Riptide is a new method for quantizing models down to 1 or 2 bits that can enable end-to-end speedups of up to 12X when optimized using TVM. I presented Riptide in March this year at MLSys, but wanted to share why we built Riptide and provide a quick peek into how it works under the hood. Automatic ultra low-bit is a feature we plan on adding to OctoML in the coming year, but until then intrepid machine learners can take a crack at optimizing their models using the open-source Riptide project and details from our MLSys paper.
Motivation and Background
Machine learning is moving fast. Nearly every month a stellar new model considerably advances the state-of-the-art for some new vision or language task. These improvements are often driven in part by new fundamental algorithmic and architectural innovations, but significant advances are also being enabled by the ever-expanding compute and memory available for deep learning tasks.
As the ML accuracy frontier advances, so too do computer and memory requirements. Canziani et al. 2016
Even back in 2016, we could already see the trending relationship between model size and accuracy. Today, many state-of-the-art models can only effectively be executed on the latest NVIDIA GPUs (or often a cluster of GPUs). This limits deployment options since many users will not be running a high-end GPU costing thousands of dollars. Application developers may justify such costs for training since a network may only need to be trained once. However, once a model is deployed, it will often be constantly executed by vast numbers of users. To deploy state-of-the-art models at this scale typically requires streaming inputs to the cloud and predictions back down to user devices. While many applications depend on this approach, it has several drawbacks: network connectivity, increased latency, privacy challenges, and substantial, complex infrastructure.

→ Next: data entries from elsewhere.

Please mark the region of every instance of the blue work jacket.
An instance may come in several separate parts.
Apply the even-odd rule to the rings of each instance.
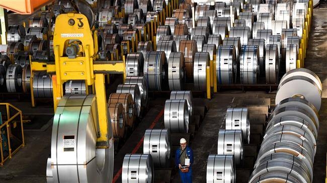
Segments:
[[[186,154],[187,154],[188,157],[190,158],[190,162],[191,163],[191,166],[190,166],[190,167],[191,167],[191,166],[193,164],[193,151],[192,150],[191,148],[189,147],[188,146],[186,146],[185,151],[186,151]],[[179,148],[176,150],[176,152],[175,153],[175,164],[177,167],[178,167],[178,164],[181,163],[181,161],[180,161],[179,158],[181,152],[182,152],[181,148]]]

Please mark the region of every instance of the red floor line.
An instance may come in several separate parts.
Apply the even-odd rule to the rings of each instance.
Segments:
[[[165,111],[165,109],[161,109],[161,111],[160,111],[160,112],[158,114],[158,115],[155,117],[155,118],[154,118],[154,120],[153,121],[152,121],[152,123],[151,123],[151,125],[149,127],[149,129],[152,129],[154,127],[154,125],[155,125],[155,124],[158,122],[159,120],[159,119],[162,116],[162,115],[164,115],[164,112]],[[137,152],[137,150],[140,148],[140,147],[141,147],[141,145],[142,145],[142,144],[143,144],[143,141],[144,139],[144,136],[142,136],[140,141],[137,142],[137,144],[135,146],[135,147],[134,148],[133,150],[132,151],[132,153],[135,153],[135,152]],[[112,180],[112,183],[116,183],[117,180],[118,180],[118,178],[119,178],[119,176],[121,174],[122,171],[123,170],[123,167],[122,166],[120,169],[118,170],[118,172],[116,173],[115,175],[115,176],[114,177],[114,178]]]

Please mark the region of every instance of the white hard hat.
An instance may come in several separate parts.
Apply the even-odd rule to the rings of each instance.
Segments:
[[[181,138],[181,140],[180,140],[180,143],[186,143],[186,140],[184,138]]]

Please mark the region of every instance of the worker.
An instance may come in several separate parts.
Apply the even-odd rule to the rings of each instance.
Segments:
[[[179,168],[182,182],[192,183],[193,152],[191,148],[187,146],[187,143],[185,138],[181,138],[180,144],[181,147],[176,150],[175,154],[175,163],[176,166]]]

To avoid these drawbacks, many teams are exploring how state-of-the-art models could be executed directly on lower-cost end-user hardware like mobile phones or IoT devices. This is a significant challenge as such devices do not have the compute or memory to directly execute state-of-the-art models designed for cutting edge hardware. For example, a Raspberry Pi 3 is roughly 4000 times slower than an NVIDIA Titan GPU. To adapt high-accuracy models to such platforms, recent research has begun exploring how networks can be adapted to run faster and use less memory. At high level, these techniques follow two strategies: architecture refinement and approximating optimizations. Architecture refinement involves finding new ways of connecting layers to reduce latency or improve parameter efficiency. MobileNet and SqueezeNet are two well-known examples of mobile-focused architectures. In contrast to creating new mobile-friendly models, approximating optimizations seek to make existing models faster by speeding up operations while retaining enough accuracy.

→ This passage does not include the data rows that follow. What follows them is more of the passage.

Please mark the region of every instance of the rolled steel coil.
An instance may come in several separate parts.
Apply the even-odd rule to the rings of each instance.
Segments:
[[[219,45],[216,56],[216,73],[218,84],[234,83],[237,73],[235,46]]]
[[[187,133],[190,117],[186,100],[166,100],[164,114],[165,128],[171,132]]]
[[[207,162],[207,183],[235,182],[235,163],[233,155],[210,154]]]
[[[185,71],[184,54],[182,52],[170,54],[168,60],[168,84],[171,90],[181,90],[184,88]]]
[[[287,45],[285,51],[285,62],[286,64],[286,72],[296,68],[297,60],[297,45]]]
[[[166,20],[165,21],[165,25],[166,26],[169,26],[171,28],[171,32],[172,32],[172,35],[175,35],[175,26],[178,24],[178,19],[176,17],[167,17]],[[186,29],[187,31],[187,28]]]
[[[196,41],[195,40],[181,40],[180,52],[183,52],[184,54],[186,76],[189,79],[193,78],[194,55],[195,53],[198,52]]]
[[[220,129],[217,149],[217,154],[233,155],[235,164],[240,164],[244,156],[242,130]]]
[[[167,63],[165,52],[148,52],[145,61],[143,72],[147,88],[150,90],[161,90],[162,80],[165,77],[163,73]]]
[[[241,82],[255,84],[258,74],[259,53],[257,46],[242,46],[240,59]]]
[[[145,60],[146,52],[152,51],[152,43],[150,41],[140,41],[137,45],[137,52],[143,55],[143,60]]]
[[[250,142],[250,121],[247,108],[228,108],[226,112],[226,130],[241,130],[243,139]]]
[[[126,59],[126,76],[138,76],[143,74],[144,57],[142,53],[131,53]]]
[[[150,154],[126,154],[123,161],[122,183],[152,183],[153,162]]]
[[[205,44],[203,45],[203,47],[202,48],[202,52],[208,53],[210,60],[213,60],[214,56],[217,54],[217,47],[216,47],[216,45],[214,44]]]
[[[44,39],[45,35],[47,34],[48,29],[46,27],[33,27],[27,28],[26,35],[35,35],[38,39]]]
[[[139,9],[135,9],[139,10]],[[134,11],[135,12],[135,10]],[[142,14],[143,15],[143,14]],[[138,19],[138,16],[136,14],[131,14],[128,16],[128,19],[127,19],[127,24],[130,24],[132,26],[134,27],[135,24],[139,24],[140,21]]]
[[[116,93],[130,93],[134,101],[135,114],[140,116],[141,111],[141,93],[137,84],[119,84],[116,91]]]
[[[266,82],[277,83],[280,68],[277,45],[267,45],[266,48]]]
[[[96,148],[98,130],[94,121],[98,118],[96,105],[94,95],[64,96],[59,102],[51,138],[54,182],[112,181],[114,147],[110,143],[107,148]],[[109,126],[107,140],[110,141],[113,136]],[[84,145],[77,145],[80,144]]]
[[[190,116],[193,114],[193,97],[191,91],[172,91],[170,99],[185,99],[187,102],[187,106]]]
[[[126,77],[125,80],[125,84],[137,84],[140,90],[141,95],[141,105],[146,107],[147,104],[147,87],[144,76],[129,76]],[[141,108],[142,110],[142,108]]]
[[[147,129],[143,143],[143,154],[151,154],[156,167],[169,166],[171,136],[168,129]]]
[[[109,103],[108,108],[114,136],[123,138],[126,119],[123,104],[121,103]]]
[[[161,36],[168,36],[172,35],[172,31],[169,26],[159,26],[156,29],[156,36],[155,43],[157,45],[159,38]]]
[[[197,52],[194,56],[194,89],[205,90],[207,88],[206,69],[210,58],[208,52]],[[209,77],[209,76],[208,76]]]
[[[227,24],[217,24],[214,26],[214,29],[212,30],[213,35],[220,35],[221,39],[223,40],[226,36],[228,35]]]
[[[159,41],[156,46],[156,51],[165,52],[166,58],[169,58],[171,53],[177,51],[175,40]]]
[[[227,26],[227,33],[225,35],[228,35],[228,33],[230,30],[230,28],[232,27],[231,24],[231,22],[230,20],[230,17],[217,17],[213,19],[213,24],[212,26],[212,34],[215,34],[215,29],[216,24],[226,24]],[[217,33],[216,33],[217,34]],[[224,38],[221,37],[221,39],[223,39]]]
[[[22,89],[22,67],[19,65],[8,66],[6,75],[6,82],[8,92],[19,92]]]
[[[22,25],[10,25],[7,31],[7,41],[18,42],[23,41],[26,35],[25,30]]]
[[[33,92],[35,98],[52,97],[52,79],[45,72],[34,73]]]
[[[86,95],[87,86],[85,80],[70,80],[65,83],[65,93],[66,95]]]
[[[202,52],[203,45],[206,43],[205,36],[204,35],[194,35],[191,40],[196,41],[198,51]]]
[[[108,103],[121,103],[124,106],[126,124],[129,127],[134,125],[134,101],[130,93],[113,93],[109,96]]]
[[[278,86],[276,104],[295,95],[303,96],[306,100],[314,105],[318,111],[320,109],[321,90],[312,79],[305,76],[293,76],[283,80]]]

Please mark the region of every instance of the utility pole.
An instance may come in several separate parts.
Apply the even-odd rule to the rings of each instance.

Visualization of two popular approximating optimization. Hinton et al. 2015 (left), Han et al. 2016 (right)
Of the several approximating optimizations which have become popular recently, two representative examples (pictured above) are Knowledge Distillation, which attempts to use a large teacher network to better train a more efficient student, and Network pruning, which removes low-impact weights and activations from a network. In this post, we’ll be focusing on another technique that is particularly interesting due to its generality and significant potential speedups and memory compression benefits: network binarization.
To improve performance and decrease memory requirements, teams increasingly quantize activations and weights when deploying a model. For example, an engineer may transform model to operate over int8 (8-bit integers) during inference instead of the float32 (IEEE 754 single precision floats) often used during training. Small integer operations are not only faster than floating point arithmetic; because they take fewer bits they can also significantly improve throughput by making the most of the available memory bandwidth. In practice, many models can easily be quantized without losing much accuracy, so this technique has quickly become popular.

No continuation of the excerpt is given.